Israel’s Yad Vashem Holocaust Memorial Centre announced today that it was close to identifying the names of some two- thirds of the six million Jews killed by the Nazis and their collaborators during World War II.
The number of names known to the center has doubled in the last ten years, from two million to four million, Archives Director Chaim Gertner told journalists.
“The digitilisation process helped very much,” he said.
He admitted, however, that the centre is unlikely to ever identify all six million victims.
“Whole Jewish families and communities were wiped out,” he said, adding that the Nazis did not only try to destroy people, but also aimed to erase their culture, their documentation and their memory.

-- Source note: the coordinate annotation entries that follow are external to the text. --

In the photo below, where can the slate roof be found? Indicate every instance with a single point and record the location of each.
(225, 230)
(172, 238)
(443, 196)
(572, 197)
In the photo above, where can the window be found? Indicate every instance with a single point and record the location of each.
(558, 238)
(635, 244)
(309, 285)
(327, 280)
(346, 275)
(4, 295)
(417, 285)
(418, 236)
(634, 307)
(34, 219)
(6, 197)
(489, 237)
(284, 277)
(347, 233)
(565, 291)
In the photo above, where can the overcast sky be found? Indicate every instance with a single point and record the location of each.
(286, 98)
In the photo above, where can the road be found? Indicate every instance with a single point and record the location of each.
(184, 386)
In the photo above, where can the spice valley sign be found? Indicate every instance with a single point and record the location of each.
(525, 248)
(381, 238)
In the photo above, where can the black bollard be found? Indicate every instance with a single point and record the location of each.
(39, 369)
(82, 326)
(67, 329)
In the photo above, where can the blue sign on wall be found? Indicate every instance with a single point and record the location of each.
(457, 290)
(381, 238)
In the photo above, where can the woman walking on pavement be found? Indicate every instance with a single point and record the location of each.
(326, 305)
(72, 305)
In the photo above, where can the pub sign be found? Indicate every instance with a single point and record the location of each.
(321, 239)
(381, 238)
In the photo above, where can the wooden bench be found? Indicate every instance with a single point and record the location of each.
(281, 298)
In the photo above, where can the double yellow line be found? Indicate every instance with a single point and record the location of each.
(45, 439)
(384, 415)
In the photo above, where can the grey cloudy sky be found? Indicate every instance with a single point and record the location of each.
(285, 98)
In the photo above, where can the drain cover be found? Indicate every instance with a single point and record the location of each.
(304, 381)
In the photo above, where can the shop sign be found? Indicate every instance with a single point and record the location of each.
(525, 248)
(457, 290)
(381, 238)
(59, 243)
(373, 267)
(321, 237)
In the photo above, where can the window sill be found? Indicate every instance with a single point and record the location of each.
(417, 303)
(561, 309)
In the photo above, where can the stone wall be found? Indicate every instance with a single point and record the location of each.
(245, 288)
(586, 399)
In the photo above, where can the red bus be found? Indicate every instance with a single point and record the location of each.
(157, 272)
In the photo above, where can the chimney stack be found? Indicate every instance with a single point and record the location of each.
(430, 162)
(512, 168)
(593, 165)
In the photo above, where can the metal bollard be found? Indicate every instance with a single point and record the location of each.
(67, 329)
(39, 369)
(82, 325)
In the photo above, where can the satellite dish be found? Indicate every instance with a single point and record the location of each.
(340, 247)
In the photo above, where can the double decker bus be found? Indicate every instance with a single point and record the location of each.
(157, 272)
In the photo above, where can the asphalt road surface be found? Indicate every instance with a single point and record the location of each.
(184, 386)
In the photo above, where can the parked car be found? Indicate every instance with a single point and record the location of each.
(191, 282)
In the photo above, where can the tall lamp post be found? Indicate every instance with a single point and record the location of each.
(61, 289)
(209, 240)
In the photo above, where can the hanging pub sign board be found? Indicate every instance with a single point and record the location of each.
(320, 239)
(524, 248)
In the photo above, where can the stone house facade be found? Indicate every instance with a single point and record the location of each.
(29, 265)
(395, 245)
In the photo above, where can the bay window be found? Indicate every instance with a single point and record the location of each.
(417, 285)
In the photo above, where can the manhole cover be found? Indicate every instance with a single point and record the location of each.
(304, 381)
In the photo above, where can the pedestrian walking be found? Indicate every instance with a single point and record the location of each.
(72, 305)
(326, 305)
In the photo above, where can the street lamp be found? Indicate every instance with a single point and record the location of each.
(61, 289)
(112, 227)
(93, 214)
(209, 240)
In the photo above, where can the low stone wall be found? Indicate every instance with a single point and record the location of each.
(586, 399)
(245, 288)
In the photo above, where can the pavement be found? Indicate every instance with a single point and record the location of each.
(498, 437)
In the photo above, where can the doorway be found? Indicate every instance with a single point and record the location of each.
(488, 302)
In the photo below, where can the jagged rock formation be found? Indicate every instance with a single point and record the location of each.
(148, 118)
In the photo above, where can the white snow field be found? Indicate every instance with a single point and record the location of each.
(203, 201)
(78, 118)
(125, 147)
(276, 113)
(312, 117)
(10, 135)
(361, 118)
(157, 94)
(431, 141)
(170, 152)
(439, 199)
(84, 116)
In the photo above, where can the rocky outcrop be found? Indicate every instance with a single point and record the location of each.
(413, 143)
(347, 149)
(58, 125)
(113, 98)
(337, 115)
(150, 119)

“Some 90 per cent of the names of all Jews killed in Western Europe are known, but it’s a different story in Eastern Europe,” Gertner said.
In Poland, he said, the identities are known of only half the 3 million murdered Jews – out of a pre-war Jewish population of 3.3 million. For Belarus, the figure stands at only 25 percent.
“That is why 2 million names are still missing,” the archives director said.
Yad Vashem, located in Yerushalayim, contains the world’s largest Holocaust Archive, with 130 million documents, 385,000 photographs, 2.2. million pages of testimonies and 200,000 hours of audio and video audio documentation.